A novel two-stage deep learning framework achieved state-of-the-art accuracy for automated ejection fraction estimation with an R2 score of 0.7589 and real-time inference of 0.0151 seconds.
Does a two-stage deep learning framework improve the accuracy and speed of automated ejection fraction estimation from echocardiograms compared to existing models?

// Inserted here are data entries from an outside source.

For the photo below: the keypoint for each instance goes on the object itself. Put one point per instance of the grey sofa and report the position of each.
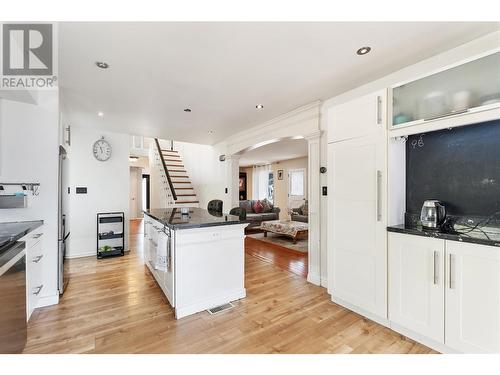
(301, 213)
(256, 218)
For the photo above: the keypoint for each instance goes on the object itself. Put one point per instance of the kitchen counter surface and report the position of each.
(197, 218)
(11, 232)
(482, 237)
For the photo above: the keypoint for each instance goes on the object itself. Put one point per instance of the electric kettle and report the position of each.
(433, 214)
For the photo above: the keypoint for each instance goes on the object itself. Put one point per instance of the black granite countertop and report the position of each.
(11, 232)
(197, 218)
(486, 236)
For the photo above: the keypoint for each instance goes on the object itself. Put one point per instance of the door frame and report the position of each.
(148, 190)
(304, 196)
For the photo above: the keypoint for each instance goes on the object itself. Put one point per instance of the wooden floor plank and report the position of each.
(115, 306)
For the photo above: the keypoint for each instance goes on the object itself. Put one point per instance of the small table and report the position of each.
(290, 228)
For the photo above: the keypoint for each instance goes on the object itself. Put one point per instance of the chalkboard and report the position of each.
(458, 166)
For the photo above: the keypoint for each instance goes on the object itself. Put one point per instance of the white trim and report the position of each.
(442, 348)
(208, 303)
(48, 300)
(380, 320)
(314, 279)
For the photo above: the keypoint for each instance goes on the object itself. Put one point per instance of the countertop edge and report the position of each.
(444, 236)
(193, 226)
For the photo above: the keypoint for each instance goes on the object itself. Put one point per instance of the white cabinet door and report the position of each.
(472, 297)
(358, 118)
(357, 220)
(34, 275)
(416, 284)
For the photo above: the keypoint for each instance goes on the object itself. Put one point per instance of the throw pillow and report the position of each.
(266, 205)
(305, 209)
(257, 207)
(247, 206)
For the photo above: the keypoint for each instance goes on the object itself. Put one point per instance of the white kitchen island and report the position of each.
(205, 257)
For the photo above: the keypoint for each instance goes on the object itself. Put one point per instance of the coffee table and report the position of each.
(289, 228)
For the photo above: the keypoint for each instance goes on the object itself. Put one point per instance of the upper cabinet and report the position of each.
(358, 118)
(471, 87)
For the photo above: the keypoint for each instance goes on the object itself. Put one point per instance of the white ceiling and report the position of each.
(222, 70)
(278, 151)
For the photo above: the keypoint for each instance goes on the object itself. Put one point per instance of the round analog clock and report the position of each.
(102, 150)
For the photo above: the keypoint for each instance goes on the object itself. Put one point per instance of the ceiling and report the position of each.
(278, 151)
(221, 71)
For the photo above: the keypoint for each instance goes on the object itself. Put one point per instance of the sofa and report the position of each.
(301, 213)
(269, 212)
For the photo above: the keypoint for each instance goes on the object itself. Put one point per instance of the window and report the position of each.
(297, 182)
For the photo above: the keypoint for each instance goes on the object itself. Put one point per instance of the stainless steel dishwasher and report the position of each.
(13, 298)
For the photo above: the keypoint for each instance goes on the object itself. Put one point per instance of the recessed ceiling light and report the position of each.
(363, 51)
(102, 64)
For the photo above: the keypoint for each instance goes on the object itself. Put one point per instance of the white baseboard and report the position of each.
(378, 319)
(314, 279)
(440, 347)
(208, 303)
(81, 255)
(324, 282)
(48, 300)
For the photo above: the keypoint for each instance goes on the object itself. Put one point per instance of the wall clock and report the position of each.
(102, 149)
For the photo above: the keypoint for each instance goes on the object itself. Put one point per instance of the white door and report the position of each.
(472, 297)
(297, 186)
(358, 118)
(416, 284)
(357, 220)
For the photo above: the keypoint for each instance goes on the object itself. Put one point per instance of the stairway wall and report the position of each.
(203, 167)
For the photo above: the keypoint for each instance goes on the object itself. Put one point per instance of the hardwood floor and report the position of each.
(289, 260)
(114, 306)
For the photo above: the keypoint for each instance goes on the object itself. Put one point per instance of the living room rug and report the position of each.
(282, 241)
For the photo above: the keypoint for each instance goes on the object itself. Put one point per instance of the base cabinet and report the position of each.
(446, 292)
(472, 297)
(416, 284)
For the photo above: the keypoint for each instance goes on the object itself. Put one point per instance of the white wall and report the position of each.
(29, 152)
(108, 186)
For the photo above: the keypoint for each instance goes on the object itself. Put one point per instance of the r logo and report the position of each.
(27, 49)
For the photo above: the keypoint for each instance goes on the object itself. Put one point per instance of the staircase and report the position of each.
(179, 191)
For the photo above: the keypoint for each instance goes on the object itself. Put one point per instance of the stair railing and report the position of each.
(169, 180)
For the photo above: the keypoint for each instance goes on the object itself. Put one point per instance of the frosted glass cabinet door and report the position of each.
(358, 223)
(416, 284)
(471, 86)
(472, 297)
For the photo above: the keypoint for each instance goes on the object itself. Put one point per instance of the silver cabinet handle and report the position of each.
(452, 113)
(38, 290)
(436, 260)
(379, 110)
(379, 196)
(451, 281)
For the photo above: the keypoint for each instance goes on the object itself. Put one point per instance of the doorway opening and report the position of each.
(145, 197)
(273, 192)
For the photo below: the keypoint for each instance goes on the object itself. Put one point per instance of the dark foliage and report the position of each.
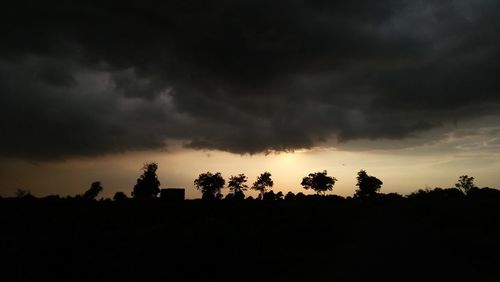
(237, 185)
(94, 190)
(148, 185)
(263, 181)
(320, 182)
(210, 185)
(465, 183)
(368, 185)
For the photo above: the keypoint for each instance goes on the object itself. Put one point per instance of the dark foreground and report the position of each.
(403, 240)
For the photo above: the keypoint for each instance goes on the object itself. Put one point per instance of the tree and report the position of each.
(263, 181)
(237, 185)
(148, 185)
(210, 185)
(290, 196)
(320, 182)
(368, 185)
(465, 183)
(94, 190)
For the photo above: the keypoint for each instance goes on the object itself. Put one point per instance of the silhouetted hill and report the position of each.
(389, 238)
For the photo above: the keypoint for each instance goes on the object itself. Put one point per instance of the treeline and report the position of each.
(211, 186)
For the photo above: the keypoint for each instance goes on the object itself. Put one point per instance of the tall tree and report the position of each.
(148, 185)
(320, 182)
(368, 185)
(465, 183)
(237, 185)
(94, 190)
(263, 181)
(210, 185)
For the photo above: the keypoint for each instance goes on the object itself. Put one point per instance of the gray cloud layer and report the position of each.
(88, 78)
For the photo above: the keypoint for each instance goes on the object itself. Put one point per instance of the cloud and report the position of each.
(90, 78)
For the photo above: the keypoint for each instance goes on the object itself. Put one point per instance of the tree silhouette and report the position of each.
(237, 185)
(465, 183)
(94, 190)
(320, 182)
(210, 185)
(148, 185)
(368, 185)
(290, 196)
(263, 181)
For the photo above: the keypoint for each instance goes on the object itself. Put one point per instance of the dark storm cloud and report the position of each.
(94, 77)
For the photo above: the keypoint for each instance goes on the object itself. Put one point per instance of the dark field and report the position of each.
(311, 240)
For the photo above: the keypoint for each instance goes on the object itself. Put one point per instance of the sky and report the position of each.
(92, 90)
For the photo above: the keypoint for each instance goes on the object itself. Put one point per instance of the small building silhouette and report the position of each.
(172, 194)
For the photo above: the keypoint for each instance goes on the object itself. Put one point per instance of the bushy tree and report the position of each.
(320, 182)
(263, 181)
(465, 183)
(368, 185)
(148, 185)
(290, 196)
(94, 190)
(237, 185)
(210, 185)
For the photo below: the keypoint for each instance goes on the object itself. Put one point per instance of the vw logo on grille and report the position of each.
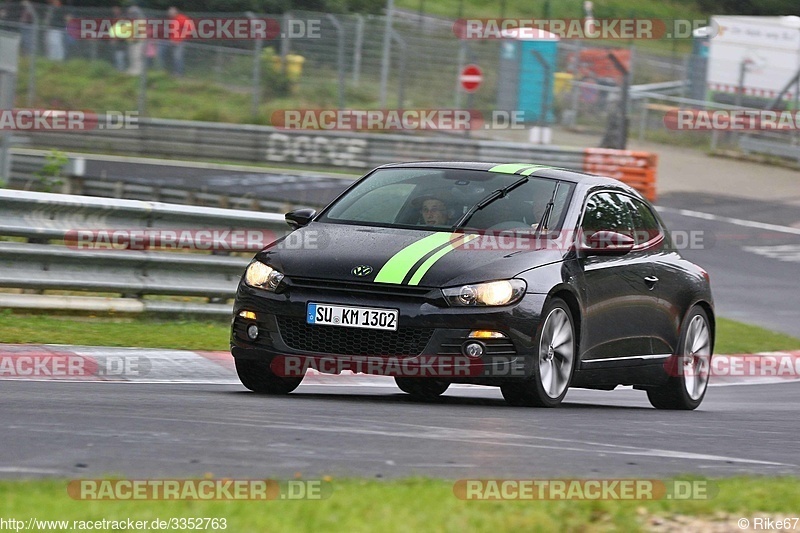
(362, 270)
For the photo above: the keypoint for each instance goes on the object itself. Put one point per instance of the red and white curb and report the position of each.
(55, 362)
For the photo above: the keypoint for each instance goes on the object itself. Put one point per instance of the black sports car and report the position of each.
(530, 278)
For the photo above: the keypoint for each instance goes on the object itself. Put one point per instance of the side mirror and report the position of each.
(608, 243)
(299, 217)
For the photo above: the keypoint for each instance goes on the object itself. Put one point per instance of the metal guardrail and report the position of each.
(187, 139)
(750, 144)
(137, 274)
(26, 164)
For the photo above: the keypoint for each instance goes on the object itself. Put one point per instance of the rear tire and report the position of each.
(553, 364)
(689, 369)
(259, 378)
(422, 388)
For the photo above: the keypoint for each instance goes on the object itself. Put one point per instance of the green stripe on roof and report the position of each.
(532, 169)
(399, 265)
(510, 168)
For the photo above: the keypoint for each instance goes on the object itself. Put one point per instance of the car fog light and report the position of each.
(473, 349)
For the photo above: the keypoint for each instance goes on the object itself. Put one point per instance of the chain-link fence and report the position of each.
(320, 61)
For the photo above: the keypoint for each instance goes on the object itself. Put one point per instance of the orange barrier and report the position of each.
(637, 169)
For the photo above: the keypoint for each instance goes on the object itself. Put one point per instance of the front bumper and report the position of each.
(428, 342)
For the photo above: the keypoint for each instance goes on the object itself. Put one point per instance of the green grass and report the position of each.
(94, 331)
(411, 505)
(736, 337)
(732, 337)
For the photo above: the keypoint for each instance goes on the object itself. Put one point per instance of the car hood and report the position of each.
(404, 256)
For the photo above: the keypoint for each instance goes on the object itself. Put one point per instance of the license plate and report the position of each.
(352, 317)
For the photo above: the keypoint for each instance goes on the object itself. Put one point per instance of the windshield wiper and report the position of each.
(545, 221)
(499, 193)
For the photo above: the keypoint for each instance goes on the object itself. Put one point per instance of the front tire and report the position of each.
(259, 378)
(689, 369)
(422, 388)
(554, 363)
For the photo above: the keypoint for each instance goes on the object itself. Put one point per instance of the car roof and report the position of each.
(564, 174)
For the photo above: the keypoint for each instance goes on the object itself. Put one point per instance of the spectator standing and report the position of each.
(56, 23)
(137, 43)
(28, 19)
(177, 38)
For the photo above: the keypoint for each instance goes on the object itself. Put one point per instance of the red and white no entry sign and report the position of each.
(471, 78)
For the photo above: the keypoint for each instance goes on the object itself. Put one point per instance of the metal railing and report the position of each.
(53, 259)
(352, 150)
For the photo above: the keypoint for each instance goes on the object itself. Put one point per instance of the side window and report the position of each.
(645, 223)
(607, 211)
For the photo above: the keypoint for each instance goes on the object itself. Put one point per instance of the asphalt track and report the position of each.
(163, 430)
(79, 429)
(753, 266)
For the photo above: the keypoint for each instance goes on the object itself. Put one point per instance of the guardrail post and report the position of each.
(402, 74)
(339, 56)
(9, 53)
(256, 72)
(357, 48)
(387, 51)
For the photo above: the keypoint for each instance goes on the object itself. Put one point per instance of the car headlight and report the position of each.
(262, 276)
(486, 294)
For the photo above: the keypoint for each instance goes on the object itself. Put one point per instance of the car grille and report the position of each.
(352, 341)
(382, 289)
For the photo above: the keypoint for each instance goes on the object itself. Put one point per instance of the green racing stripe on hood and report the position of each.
(424, 267)
(398, 266)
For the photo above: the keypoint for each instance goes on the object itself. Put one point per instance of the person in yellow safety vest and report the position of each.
(136, 43)
(119, 28)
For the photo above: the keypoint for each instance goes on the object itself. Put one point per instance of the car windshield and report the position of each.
(431, 198)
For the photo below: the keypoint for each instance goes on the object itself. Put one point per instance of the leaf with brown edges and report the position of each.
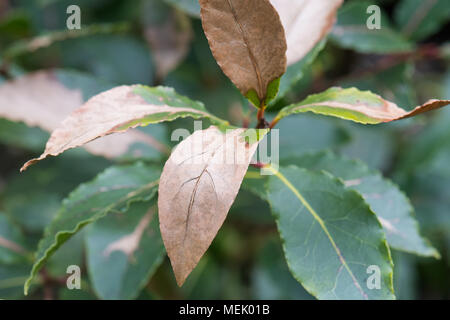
(305, 22)
(118, 110)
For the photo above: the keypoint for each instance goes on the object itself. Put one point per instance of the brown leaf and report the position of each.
(40, 100)
(305, 22)
(197, 188)
(247, 39)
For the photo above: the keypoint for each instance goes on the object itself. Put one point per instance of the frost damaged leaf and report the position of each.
(197, 188)
(41, 99)
(305, 22)
(358, 106)
(247, 40)
(118, 110)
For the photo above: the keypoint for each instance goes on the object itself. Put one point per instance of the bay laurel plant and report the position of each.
(337, 218)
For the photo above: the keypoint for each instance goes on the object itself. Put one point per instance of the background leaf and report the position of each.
(352, 32)
(419, 19)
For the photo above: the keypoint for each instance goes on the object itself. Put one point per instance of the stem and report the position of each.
(274, 122)
(262, 123)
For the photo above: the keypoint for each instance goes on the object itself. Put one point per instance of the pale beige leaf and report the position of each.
(116, 111)
(197, 188)
(247, 39)
(305, 22)
(130, 243)
(40, 100)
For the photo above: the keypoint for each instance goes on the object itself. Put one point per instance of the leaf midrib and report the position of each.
(250, 52)
(319, 220)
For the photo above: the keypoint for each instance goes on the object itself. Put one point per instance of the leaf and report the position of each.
(352, 32)
(168, 35)
(119, 110)
(394, 84)
(330, 235)
(296, 71)
(44, 98)
(359, 106)
(12, 278)
(248, 42)
(123, 251)
(112, 191)
(419, 19)
(12, 242)
(198, 186)
(305, 22)
(387, 201)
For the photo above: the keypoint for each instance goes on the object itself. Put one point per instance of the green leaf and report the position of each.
(123, 251)
(387, 201)
(296, 72)
(296, 138)
(12, 242)
(189, 6)
(359, 106)
(352, 32)
(271, 279)
(419, 19)
(12, 278)
(330, 235)
(112, 191)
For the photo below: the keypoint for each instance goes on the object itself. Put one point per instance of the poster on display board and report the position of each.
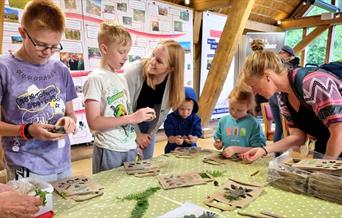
(212, 28)
(148, 22)
(273, 40)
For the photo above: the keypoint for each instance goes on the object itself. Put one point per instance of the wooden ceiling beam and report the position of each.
(203, 5)
(262, 27)
(309, 38)
(301, 10)
(227, 47)
(311, 21)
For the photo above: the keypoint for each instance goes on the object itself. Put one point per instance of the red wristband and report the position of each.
(21, 131)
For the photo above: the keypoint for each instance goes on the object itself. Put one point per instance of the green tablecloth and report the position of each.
(117, 183)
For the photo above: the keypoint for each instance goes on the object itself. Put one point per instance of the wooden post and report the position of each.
(225, 52)
(309, 38)
(197, 50)
(303, 53)
(2, 14)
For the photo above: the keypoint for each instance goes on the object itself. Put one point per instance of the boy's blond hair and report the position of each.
(110, 32)
(243, 93)
(43, 15)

A novel two-stage deep learning framework provides accurate and highly efficient automated ejection fraction estimation from echocardiograms, operating over 60 times faster than existing models.
Effect estimate: R2 score 0.7589
Ejection Fraction (EF) is a key clinical parameter for assessing cardiac function and guiding the management of heart failure. Traditional EF estimation methods depend on manual segmentation of the left ventricle (LV) from echocardiographic images, which are time-consuming, labor-intensive, and subject to inter-observer variability. To address these limitations, we propose a novel and efficient two-stage deep learning framework for fully automated EF estimation from echocardiographic video data. In the first stage, we employ the nnU-Net architecture to perform high-accuracy segmentation of the LV in both end-diastolic (ED) and end-systolic (ES) frames. In the second stage, we introduce lightweight 2D and 3D ResNet-based regression models that directly predict EF from the segmented LV regions, bypassing the need for explicit volume measurements. This approach allows for rapid, end-to-end inference while requiring only EF labels for training, significantly reducing dependence on noisy and variable clinical annotations. Extensive experiments demonstrate that our models achieve state-of-the-art accuracy across multiple evaluation metrics, with the 3D ResNet model reaching an R 2 score of 0.7589. Moreover, our framework delivers substantial improvements in computational efficiency: it achieves real-time inference with mean processing times as low as 0.0151 seconds, making it over 60 times faster than the widely used EchoNet-Dynamic model. These results highlight the potential of our method as a robust, accurate, and clinically viable solution for real-time EF estimation, enabling faster and more consistent cardiac assessments in routine practice.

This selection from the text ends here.